Die erste Phase des Holocaust-Diskurses, welche die unmittelbare Nachkriegszeit und die Gründungsjahre der BRD umfasst, ist durch das „kollektive Beschweigen der Naziverbrechen“ gekennzeichnet, welches „zur Gründungsgeschichte der neuen westdeutschen Demokratie“[55] gehörte. Eine neue deutsche Identität konnte nur durch dadurch geformt werden, dass der Holocaust beiseite geschoben wurde und man sich gesellschaftspolitisch auf eine „Nicht-Thematisierung“ einigte. So konnten in der Ära Adenauer auch größere Teile der Eliten des Nazisystems in die neue Republik integriert werden, welches sich als „erfolgreiche politische Strategie“ zur Staatsgründung erwies.[56]

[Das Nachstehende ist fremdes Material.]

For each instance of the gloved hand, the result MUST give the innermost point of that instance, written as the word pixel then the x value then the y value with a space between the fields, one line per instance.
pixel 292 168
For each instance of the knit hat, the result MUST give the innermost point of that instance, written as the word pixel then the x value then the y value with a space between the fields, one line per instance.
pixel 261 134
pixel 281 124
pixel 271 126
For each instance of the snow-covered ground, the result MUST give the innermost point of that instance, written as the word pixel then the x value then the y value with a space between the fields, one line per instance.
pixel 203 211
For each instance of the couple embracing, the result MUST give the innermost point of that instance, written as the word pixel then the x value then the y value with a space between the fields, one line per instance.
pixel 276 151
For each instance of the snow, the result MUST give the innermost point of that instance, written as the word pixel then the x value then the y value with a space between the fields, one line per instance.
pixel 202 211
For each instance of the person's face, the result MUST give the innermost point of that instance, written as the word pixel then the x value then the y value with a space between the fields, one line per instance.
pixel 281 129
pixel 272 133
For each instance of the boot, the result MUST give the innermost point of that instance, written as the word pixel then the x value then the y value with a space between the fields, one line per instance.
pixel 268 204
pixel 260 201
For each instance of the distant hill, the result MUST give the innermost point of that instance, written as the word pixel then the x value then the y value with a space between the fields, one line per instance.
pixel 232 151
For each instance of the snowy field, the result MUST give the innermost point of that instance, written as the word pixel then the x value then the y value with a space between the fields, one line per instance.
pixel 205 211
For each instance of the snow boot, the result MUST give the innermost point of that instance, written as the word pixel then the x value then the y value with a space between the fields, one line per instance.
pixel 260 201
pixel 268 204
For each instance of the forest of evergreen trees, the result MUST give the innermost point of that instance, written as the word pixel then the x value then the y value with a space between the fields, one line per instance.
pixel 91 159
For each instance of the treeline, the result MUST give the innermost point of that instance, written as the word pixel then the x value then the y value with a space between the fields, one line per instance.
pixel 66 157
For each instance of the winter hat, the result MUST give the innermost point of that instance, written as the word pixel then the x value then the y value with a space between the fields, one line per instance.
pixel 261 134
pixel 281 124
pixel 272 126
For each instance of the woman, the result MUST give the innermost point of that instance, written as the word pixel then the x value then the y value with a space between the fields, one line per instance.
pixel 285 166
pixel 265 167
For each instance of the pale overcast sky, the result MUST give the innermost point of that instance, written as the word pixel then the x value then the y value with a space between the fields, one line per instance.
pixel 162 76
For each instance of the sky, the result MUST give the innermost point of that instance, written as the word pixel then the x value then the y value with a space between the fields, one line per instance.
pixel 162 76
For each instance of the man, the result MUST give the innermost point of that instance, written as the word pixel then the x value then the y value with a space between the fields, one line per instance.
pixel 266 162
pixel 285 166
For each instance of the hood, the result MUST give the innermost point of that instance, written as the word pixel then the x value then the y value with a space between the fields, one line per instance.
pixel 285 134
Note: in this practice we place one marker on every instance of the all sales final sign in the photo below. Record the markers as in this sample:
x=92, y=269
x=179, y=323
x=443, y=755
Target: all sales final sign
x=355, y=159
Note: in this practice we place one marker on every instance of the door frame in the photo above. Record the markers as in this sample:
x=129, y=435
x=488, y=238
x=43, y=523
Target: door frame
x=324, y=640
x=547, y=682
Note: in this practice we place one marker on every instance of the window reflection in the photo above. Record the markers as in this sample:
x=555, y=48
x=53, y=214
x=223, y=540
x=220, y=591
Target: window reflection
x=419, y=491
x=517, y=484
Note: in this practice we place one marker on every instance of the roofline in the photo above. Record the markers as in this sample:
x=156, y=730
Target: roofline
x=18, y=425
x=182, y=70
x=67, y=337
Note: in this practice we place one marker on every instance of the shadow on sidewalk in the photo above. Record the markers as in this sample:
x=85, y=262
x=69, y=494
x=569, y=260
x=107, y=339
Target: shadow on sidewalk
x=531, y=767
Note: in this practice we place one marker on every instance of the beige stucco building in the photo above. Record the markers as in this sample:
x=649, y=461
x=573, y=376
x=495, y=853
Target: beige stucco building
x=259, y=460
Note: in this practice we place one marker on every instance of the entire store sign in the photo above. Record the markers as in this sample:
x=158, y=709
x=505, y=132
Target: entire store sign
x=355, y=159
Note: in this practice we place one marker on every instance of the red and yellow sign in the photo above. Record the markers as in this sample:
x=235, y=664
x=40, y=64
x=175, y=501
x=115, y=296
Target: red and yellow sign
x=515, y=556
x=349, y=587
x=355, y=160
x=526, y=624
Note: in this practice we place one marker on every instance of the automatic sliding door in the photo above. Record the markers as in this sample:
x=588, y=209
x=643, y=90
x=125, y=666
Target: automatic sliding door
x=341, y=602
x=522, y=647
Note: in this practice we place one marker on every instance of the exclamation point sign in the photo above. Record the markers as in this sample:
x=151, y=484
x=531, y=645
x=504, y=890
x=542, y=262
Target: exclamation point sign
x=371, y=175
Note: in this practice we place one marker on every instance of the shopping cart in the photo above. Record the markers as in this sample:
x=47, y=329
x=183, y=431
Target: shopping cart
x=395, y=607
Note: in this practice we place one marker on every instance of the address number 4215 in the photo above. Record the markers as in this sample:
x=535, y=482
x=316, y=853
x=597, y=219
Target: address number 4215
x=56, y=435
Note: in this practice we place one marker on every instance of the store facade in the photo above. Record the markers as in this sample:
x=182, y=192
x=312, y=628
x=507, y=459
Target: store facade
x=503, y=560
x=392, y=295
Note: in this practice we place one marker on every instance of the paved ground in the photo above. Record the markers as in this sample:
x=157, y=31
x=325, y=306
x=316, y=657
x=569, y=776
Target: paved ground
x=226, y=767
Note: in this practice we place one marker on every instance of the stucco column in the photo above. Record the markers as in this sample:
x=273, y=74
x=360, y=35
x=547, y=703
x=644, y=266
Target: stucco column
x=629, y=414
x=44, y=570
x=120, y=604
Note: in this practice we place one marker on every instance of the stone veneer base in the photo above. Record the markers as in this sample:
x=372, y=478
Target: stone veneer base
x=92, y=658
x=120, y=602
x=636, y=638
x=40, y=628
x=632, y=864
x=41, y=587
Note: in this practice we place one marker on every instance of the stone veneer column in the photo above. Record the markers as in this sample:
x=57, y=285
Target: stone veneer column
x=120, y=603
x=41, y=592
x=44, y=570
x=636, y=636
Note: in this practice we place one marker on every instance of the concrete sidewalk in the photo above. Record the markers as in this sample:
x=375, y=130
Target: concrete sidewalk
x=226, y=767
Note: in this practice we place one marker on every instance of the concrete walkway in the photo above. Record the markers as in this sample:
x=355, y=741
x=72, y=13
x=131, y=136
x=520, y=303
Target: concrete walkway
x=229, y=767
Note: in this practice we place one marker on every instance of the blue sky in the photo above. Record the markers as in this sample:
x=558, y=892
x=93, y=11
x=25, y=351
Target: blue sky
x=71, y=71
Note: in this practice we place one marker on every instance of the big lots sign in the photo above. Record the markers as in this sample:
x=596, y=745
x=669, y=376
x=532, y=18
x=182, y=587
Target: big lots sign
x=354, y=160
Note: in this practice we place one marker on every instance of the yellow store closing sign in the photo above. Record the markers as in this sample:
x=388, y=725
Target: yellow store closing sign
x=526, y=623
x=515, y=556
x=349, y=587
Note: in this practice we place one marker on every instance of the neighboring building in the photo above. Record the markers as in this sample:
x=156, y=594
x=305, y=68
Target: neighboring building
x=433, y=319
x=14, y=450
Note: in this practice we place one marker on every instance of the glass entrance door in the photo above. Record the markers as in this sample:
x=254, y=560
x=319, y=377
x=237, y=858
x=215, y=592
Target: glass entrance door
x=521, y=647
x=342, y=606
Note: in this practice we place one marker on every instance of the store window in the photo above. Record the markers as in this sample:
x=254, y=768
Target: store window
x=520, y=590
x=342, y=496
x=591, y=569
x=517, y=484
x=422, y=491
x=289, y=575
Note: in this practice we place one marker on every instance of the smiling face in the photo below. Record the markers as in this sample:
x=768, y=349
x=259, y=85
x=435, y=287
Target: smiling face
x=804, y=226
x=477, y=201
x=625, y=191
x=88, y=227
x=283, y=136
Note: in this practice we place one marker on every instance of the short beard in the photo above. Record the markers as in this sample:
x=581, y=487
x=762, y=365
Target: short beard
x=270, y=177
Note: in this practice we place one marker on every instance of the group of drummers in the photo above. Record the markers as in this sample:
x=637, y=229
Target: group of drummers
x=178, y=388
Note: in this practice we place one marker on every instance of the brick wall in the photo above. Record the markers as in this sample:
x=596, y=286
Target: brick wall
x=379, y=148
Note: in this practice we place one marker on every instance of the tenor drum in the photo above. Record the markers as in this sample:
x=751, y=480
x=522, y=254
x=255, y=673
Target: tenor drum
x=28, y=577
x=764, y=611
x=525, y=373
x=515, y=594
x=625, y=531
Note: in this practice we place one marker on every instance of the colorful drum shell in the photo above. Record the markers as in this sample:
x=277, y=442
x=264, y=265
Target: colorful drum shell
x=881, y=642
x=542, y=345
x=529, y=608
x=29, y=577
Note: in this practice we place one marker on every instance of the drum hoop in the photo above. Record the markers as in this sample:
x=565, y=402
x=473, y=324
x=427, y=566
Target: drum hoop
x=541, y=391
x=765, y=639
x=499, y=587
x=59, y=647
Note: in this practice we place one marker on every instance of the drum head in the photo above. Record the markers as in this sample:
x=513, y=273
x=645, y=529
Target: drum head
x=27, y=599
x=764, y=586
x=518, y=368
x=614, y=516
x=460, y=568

Im Bereich der Literatur der Nachkriegsjahre löste Theodor W. Adorno mit seinem 1951 publizierten Diktum „Nach Auschwitz ein Gedicht zu schreiben, ist barbarisch“ eine literaturtheoretische Debatte aus.[57] Auch wenn Adorno selbst die radikale These durch eine Art Widerruf 1966 entkräftete, so kam „die deutsche Nachkriegsliteratur [...] von Beginn an schwer um die Einsicht herum, daß über Auschwitz zu schreiben fast unmöglich, aber anders zu reden gleichwohl nicht einfach zu haben war“[58]. Somit beschäftigten sich die literaturtheoretischen Debatten der 50er Jahre zwar durchaus mit der Frage, wie der Holocaust literarisch darzustellen sei, Romane oder Gedichte, die sich mit dem Massenmord befassten, blieben jedoch die Ausnahme.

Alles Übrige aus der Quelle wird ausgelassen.